In 2021, Dutcher collaborated with cellist Yo-Yo Ma on the "Honor Song" by composer George Paul. The track is included on Ma's album "Notes for the Future". Dutcher sang the song in original Mi'kmaq as well as in Wolastoqey, his own language.

He appeared as a guest judge in an episode of the third season of Canada's Drag Race in 2022.

Dutcher held fundraising concerts and donated to the Kehkimin Wolastoqey Language Immersion School, founded by his mother, Lisa Perley-Dutcher. "I think it's a really exciting moment for linguistic revitalization in Wolastoq territory," Dutcher told APTN News.

In 2023, he released the album Motewolonuwok on Secret City Records. The album again features some songs performed in the Maliseet-Passamaquoddy language like on his debut, but also features some English-language songs. The album was a Juno Award nominee for Adult Alternative Album of the Year at the Juno Awards of 2024, and winner of the 2024 Polaris Music Prize, making Dutcher the first artist in Polaris history to win the prize twice.

Dutcher is the 2025 National Arts Centre Award laureate, presented by Her Excellency the Right Honourable Mary Simon, Governor General of Canada. At the Governor General’s Performing Arts Awards Gala, Dutcher performed with Inuk singer-songwriter Susan Aglukark.

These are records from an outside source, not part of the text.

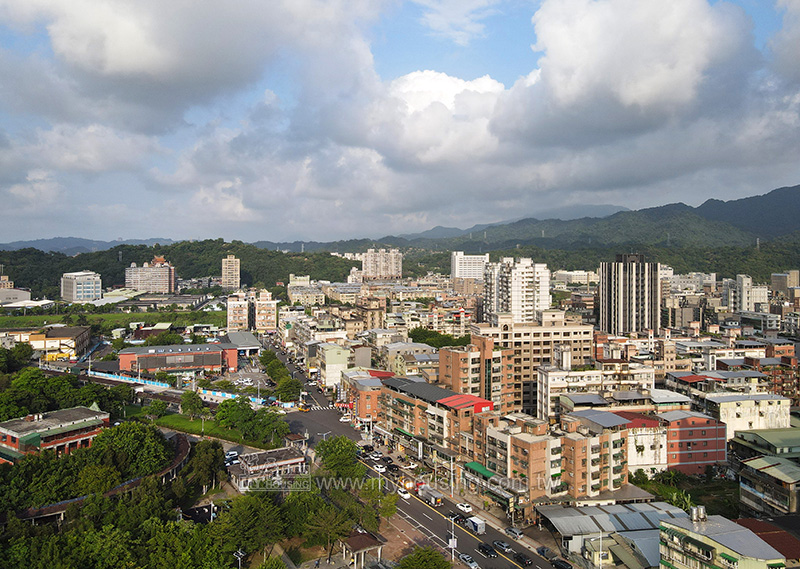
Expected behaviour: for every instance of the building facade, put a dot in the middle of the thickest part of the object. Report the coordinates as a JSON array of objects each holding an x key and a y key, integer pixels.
[
  {"x": 82, "y": 286},
  {"x": 482, "y": 369},
  {"x": 230, "y": 273},
  {"x": 61, "y": 431},
  {"x": 382, "y": 264},
  {"x": 156, "y": 276},
  {"x": 629, "y": 295},
  {"x": 518, "y": 287},
  {"x": 467, "y": 266}
]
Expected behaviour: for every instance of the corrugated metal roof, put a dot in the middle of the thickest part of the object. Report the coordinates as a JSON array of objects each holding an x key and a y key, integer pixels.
[{"x": 570, "y": 521}]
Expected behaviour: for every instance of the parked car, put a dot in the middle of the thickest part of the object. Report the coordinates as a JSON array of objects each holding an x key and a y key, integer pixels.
[
  {"x": 464, "y": 507},
  {"x": 546, "y": 552},
  {"x": 501, "y": 546},
  {"x": 523, "y": 559},
  {"x": 513, "y": 533}
]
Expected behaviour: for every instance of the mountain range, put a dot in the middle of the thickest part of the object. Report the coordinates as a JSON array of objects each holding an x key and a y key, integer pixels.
[{"x": 715, "y": 223}]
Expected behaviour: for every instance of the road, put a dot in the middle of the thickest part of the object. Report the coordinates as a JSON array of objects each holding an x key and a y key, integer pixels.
[
  {"x": 431, "y": 522},
  {"x": 434, "y": 524}
]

Dutcher identifies as two-spirit, a modern, pan-Indian, umbrella term used by some Indigenous North Americans to describe aboriginal people fulfilling a traditional third-gender (or other gender-variant) ceremonial cultural role in their community.

== Discography ==
- Wolastoqiyik Lintuwakonawa (2018)
- Motewolonuwok (2023)

== Awards and nominations ==

| Year | Award | Category | Nominee/work | Result | Ref |
| 2018 | Polaris Music Prize | Shortlisted | Wolastoqiyik Lintuwakonawa | Won |  |
| 2019 | Juno Awards | Indigenous Music Album of the Year | Wolastoqiyik Lintuwakonawa | Won |  |
| 2024 | Adult Alternative Album of the Year | Motewolonuwok | Nominated |  |
| 2024 | Polaris Music Prize | Shortlisted | Motewolonuwok | Won |  |
| 2025 | Governor General's Performing Arts Award | National Arts Centre Award | Himself | Won |  |
| 2025 | Atlantic International Film Festival | Best Atlantic Score | At the Place of Ghosts (Sk+te’kmujue’katik) | Won |  |
| 2026 | Indspire Awards | Music | Himself | Won |  |

== Activism ==

=== Indigenous activism ===
Dutcher aims to preserve Wolastoq culture and language through his music, and inspire Indigenous youth to think about the importance of language. When asked about his decision to record in his native Wolastoq language, Dutcher stated "it’s less about asking people to learn a new language and more about disrupting the bilingual Anglo-centric Canadian music narrative. Up until this point, why have there been no popular records in my language?"

At the Juno Awards pre-telecast industry gala dinner on March 16, 2019, Dutcher used his acceptance speech to critique the Trudeau government's approach to reconciliation with Indigenous peoples. Although his remarks were interrupted partway through when he was played off the stage, later that evening Arkells gave their own speaking time to allow him to conclude his remarks. He made his first national televised performance at the Juno Awards the following night, March 17, 2019, performing “Sakomawit” from his album Wolastoqiyik Lintuwakonawa beneath black and white photographs of his Wolastoq ancestors.

=== LGBTQ+ activism ===
Dutcher was previously responsible for development coordination and Indigenous outreach at Egale Canada, which is currently the country's only national LGBT human rights organization.

The intersection of identifying as both Indigenous and two-spirited allows Dutcher to speak out on the Indigenization of queer spaces. In the Two-Spirit Roundtable project he speaks on the lack of gendered pronouns in the Maliseet language, and advocates for a "less western" way of thinking about gender.